Sunday, July 11, 2010

About the Project

Rockstar Games’ highly successful video games franchise, Grand Theft Auto (GTA), has become a popular symbol in recent years for depicting both the decaying values in American society and the potential threats media violence poses to impressionable teenage youth. Much of the current research, examining the causal relationship between violent video games and youth crime, delineates exposure to gratuitous violence as the primary instigator of aggression later in the child’s life course. Theorists, over the last decade, have argued that aggressive arousal, imitation, cultivation, and desensitization (to name just a few) can accurately explicate the stimulation, or lack thereof, of youth crime following a child’s participation in the violent acts of virtual worlds. While all these arguments give valuable insight into the effects violent video games have on children, they simultaneously ignore an important aspect of new media: rhetoric.

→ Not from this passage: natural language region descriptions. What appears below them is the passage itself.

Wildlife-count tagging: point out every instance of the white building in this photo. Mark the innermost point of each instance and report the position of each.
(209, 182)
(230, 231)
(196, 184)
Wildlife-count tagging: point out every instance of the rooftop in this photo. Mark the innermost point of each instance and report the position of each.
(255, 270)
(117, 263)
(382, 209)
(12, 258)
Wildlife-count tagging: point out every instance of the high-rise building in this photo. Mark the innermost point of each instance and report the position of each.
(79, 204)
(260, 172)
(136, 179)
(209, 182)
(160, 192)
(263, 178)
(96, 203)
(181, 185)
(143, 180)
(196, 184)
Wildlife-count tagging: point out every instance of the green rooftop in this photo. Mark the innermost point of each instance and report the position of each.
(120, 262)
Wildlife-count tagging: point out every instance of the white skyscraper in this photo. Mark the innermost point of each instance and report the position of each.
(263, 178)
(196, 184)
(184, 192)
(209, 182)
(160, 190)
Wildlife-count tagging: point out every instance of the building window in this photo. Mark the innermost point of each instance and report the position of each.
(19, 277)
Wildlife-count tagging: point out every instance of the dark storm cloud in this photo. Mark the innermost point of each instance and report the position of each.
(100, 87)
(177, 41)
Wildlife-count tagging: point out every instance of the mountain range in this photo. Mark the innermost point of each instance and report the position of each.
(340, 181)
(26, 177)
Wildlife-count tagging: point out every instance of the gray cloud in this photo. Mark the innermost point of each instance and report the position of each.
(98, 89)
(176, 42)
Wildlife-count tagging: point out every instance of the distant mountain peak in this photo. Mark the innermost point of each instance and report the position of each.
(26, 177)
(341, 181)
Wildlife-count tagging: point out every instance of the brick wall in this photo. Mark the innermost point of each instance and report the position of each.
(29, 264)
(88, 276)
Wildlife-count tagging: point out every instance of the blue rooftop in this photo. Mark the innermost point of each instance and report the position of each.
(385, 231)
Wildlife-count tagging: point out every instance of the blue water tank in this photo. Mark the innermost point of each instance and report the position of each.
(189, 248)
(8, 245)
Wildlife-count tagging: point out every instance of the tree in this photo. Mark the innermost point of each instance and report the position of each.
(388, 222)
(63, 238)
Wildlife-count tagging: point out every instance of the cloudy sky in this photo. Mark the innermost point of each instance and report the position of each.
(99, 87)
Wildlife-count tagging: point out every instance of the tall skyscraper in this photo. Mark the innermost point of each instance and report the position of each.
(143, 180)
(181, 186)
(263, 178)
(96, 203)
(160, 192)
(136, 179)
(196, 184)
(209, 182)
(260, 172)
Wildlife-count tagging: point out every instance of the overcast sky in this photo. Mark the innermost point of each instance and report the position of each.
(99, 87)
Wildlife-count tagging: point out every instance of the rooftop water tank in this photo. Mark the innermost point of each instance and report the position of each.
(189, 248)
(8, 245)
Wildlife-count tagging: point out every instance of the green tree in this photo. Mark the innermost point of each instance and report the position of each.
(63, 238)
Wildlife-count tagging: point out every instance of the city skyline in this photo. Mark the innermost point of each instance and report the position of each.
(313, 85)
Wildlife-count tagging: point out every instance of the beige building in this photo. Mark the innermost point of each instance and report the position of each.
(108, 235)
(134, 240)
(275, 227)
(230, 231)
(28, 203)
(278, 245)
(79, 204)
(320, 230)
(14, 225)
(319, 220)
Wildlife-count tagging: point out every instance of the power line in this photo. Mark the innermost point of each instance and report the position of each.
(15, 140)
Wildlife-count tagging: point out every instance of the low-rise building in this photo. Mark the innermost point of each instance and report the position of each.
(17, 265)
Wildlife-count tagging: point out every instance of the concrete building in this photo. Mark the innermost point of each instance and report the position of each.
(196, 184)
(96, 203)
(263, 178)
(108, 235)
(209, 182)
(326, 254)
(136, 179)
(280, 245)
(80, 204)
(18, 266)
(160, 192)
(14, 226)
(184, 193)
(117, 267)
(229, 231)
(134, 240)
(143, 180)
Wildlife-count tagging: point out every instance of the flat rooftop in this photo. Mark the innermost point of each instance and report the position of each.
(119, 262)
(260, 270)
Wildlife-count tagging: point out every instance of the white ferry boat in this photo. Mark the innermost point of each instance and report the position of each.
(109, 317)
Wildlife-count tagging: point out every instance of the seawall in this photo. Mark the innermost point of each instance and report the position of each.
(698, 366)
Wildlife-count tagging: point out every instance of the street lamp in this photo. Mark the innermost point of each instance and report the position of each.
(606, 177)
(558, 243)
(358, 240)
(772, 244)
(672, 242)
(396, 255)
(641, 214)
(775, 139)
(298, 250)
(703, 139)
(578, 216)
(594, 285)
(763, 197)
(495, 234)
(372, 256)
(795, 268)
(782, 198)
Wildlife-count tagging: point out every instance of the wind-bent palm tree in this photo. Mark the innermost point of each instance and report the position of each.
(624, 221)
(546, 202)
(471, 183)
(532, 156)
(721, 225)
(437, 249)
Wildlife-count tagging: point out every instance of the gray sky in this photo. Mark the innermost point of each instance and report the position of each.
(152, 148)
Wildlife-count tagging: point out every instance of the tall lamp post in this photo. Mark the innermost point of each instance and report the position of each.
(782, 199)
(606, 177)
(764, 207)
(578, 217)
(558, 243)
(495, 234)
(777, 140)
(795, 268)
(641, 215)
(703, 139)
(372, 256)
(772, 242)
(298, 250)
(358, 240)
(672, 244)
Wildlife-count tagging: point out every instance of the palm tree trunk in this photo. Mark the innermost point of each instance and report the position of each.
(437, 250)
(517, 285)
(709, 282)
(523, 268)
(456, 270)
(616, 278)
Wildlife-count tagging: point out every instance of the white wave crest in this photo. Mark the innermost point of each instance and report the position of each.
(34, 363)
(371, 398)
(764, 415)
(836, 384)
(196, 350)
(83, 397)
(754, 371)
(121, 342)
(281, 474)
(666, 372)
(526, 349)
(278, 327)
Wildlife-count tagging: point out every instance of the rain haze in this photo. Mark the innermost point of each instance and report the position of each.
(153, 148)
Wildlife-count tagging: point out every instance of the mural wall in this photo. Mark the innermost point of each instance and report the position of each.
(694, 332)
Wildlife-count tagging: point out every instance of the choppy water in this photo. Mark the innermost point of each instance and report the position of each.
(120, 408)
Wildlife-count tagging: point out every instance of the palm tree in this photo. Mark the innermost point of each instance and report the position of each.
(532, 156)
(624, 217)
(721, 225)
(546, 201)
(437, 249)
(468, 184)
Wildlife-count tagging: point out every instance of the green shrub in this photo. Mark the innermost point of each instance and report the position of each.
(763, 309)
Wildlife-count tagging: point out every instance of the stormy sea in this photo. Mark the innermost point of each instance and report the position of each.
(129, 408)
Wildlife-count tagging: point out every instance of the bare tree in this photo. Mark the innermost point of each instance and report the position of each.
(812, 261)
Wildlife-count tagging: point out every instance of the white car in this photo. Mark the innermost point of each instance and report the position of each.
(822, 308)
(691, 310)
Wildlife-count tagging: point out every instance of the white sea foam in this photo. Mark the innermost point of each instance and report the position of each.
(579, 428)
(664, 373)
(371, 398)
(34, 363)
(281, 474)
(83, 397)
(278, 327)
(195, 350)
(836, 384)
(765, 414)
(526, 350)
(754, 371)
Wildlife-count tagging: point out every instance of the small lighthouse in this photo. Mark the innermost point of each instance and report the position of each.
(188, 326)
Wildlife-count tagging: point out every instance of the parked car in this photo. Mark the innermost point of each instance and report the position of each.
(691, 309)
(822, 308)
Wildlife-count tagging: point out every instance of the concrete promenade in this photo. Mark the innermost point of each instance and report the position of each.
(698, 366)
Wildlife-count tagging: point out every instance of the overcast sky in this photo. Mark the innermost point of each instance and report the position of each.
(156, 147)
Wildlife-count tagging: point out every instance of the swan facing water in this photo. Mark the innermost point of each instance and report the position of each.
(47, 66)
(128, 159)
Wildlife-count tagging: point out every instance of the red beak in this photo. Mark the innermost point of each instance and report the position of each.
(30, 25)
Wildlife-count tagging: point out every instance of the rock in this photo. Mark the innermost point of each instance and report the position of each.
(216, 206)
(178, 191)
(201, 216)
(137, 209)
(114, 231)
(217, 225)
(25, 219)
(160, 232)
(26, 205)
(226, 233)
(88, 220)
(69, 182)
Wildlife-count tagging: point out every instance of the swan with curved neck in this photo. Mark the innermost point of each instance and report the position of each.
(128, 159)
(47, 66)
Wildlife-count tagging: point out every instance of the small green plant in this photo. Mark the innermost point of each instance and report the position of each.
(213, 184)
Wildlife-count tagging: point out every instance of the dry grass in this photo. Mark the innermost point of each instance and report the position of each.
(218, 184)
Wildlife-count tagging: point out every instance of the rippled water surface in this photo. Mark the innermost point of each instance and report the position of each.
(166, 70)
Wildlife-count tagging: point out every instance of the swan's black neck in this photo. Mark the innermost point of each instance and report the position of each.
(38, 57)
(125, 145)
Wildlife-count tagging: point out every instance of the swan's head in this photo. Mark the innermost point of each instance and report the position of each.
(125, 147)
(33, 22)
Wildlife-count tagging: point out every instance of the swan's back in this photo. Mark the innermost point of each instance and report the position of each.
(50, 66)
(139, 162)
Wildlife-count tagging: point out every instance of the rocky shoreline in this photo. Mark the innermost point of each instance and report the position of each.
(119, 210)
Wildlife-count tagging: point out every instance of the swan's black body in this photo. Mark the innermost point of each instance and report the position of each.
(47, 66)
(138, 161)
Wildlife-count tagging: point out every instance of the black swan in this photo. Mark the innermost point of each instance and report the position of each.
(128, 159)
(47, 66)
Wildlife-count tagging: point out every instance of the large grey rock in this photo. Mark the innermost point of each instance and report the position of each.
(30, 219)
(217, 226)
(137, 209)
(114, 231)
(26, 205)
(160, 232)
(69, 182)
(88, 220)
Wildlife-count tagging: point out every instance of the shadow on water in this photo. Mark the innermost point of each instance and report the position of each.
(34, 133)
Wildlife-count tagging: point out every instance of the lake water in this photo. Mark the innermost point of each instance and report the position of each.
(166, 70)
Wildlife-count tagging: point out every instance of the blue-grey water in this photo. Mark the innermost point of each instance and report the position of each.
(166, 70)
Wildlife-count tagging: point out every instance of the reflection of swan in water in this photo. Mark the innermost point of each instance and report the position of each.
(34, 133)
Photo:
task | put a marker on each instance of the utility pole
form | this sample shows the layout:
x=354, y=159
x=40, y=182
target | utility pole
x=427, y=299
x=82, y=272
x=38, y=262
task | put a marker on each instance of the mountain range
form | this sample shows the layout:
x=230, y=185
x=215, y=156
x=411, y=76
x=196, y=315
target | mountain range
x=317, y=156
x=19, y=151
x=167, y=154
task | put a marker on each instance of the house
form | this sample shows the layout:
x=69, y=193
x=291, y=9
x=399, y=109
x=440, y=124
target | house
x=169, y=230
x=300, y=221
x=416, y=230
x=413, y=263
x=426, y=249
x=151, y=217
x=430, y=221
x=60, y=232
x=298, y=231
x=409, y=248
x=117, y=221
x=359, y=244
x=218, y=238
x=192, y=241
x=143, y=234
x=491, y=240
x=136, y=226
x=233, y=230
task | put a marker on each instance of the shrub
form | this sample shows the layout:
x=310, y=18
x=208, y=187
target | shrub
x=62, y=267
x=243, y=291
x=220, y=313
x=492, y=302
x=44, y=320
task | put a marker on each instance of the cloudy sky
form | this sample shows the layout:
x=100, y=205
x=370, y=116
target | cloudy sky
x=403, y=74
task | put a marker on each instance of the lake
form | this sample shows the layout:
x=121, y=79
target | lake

The projected essay examines the casual relationship of violent games and youth crime through an analysis of GTA IV’s rhetorical strategies. Rockstar Games, rather than just exposing children to violence, provides justification and condemnation for the criminal acts in GTA by focusing the game’s action on Niko Bellic’s pursuit of the American dream. Only through the acquisition of material goods can Niko move up in the social world and be seen as a success in his peers' eyes. However, the story of GTA IV strongly indicates that wealth cannot be obtained through conventional means. Using social strain theory (see Merton’s entry), I will argue that GTA IV portrays the world as unfair and ridden with conflict due to a society that upholds certain common symbols of success for all of its citizens while simultaneously restricting access to those aspirations for a large number of individuals. Niko must strive to achieve his goals in GTA IV through criminal innovation because he has been socialized to desire wealth but was not granted the conventional means to acquire it due to his minority status. GTA thus justifies crime by promoting the pursuit of material goods, through the game’s dialogue and product placement, and instead of promoting conformity as the means to wealth persuades children that crime is the only possible method for the acquisition of the American dream.